Last year, the number of users utilizing shared computing resources in the public cloud was 5.45 million. In the first four months of this year, this figure was only 1.45 million, equivalent to just a quarter of last year's total. Proportionally, not only was there no growth, but there was also a decline.
A significant reason for this is the slowdown in registered user growth. In 2025, the public cloud had 9.197 million registered users. As of April 3 this year, this figure was 10.28 million, a growth of only 11.78%.
Although the penetration rate of paying users for shared computing resources in the public cloud increased from 13.13% at the end of last year to 44.18%, as of the first four months of this year, only 20 clients had purchased exclusive computing power, compared to 49 for the entire year last year.
Behind the commercial dilemma of the public cloud lies an even harsher truth: public cloud APIs are irreversibly becoming "traffic wholesale," ultimately relying on extreme economies of scale to survive with minimal profits.
What's even more alarming is that even telecom operators are entering the fray.
In mid-May this year, China Mobile, China Unicom, and China Telecom successively launched token packages for consumer users.
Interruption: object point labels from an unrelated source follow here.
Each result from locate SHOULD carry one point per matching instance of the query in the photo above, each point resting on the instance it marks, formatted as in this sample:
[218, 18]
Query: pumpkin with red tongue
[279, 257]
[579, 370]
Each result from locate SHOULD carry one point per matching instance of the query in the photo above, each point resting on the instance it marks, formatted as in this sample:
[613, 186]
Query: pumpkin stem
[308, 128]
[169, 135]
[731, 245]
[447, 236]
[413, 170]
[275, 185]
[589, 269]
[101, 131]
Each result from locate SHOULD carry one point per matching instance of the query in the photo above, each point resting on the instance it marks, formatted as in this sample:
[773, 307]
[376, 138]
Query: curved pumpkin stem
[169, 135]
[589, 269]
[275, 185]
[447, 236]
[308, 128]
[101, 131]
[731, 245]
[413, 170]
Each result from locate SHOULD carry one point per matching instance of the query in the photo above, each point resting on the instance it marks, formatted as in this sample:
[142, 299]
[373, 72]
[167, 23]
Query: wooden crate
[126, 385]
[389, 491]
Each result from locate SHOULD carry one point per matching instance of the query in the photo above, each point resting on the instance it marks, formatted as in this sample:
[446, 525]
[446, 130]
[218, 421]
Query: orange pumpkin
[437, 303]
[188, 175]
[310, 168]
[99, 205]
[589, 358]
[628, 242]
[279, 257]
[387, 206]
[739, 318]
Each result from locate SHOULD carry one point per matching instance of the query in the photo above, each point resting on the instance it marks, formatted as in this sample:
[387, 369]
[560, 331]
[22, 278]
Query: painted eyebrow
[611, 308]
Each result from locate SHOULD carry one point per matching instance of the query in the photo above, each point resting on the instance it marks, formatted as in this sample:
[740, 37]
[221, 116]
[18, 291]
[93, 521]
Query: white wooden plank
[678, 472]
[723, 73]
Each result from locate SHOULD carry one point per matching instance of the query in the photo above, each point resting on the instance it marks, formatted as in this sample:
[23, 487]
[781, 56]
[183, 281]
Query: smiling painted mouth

Shanghai Mobile, in collaboration with Tencent, introduced a "RMB 1 for 400,000 tokens" package; Beijing Mobile even offered a minimum package for RMB 5.99.
When computing power tokens are packaged into "traffic packages" that ordinary users can purchase, how much room is left for intermediaries like Wuji Liudong?
/ 03 / An Increasingly Competitive AI Infrastructure Market
The public cloud market is fiercely competitive, but on-premises deployment is not faring much better. Over the past two years, although the average customer price for on-premises deployment has increased from RMB 220,000 to RMB 1.303 million, the number of clients has decreased from 28 to 20.
Logically speaking, on-premises deployment places higher demands on AI infrastructure capabilities, and Wuji Liudong's efficiency advantages should be more easily translated into commercial value. However, the problem is that almost all players are targeting this market.
Looking back, in the early stages of the industry, Wuji Liudong's efficiency advantages were indeed very apparent.
By betting earlier on the open-source ecosystem, it became the biggest beneficiary of DeepSeek's rise. For a long time, it was almost the only third-party MaaS platform supporting DeepSeek.
However, as everyone recognized the demand for AI inference computing power and heterogeneous computing infrastructure, the market has become increasingly competitive. Especially when efficiency has become a consensus across the entire Chinese AI industry, Wuji Liudong's advantages are being quickly caught up by various industry players.
On one hand, major companies like Alibaba, Tencent, Baidu, and ByteDance, as well as chip companies like Moore Threads, MetaX, and Biren, are frantically improving their infrastructure computing power technologies and model adaptation capabilities.
At the end of last year, Tencent Cloud even specifically established an AI infrastructure department. ByteDance's AI infrastructure team is estimated to have exceeded 1,000 people.
On the other hand, model vendors and chip companies are beginning to bypass third-party infrastructure platforms and collaborate directly. For example, partnerships between Huawei Ascend and DeepSeek, Moore Threads and Zhipu, and Biren and Jieyue are all shortening the distance between models and chips.
In other words, tasks that originally belonged to AI infrastructure companies are gradually being absorbed by upstream and downstream players.
Zhang Wen, the founder of Biren Technology, also touched on this point last year. He believed that it often takes two years for domestic GPUs to go from design to mass production, while models iterate almost weekly. Therefore, collaboration between model companies and chip companies will only become increasingly tight.
Of course, this does not mean that independent AI infrastructure companies have no opportunities. After all, China's AI infrastructure is not a unified NVIDIA world, and the development of the open-source ecosystem is continuously enhancing the value of MaaS platforms.
The real question is how large this market space can be.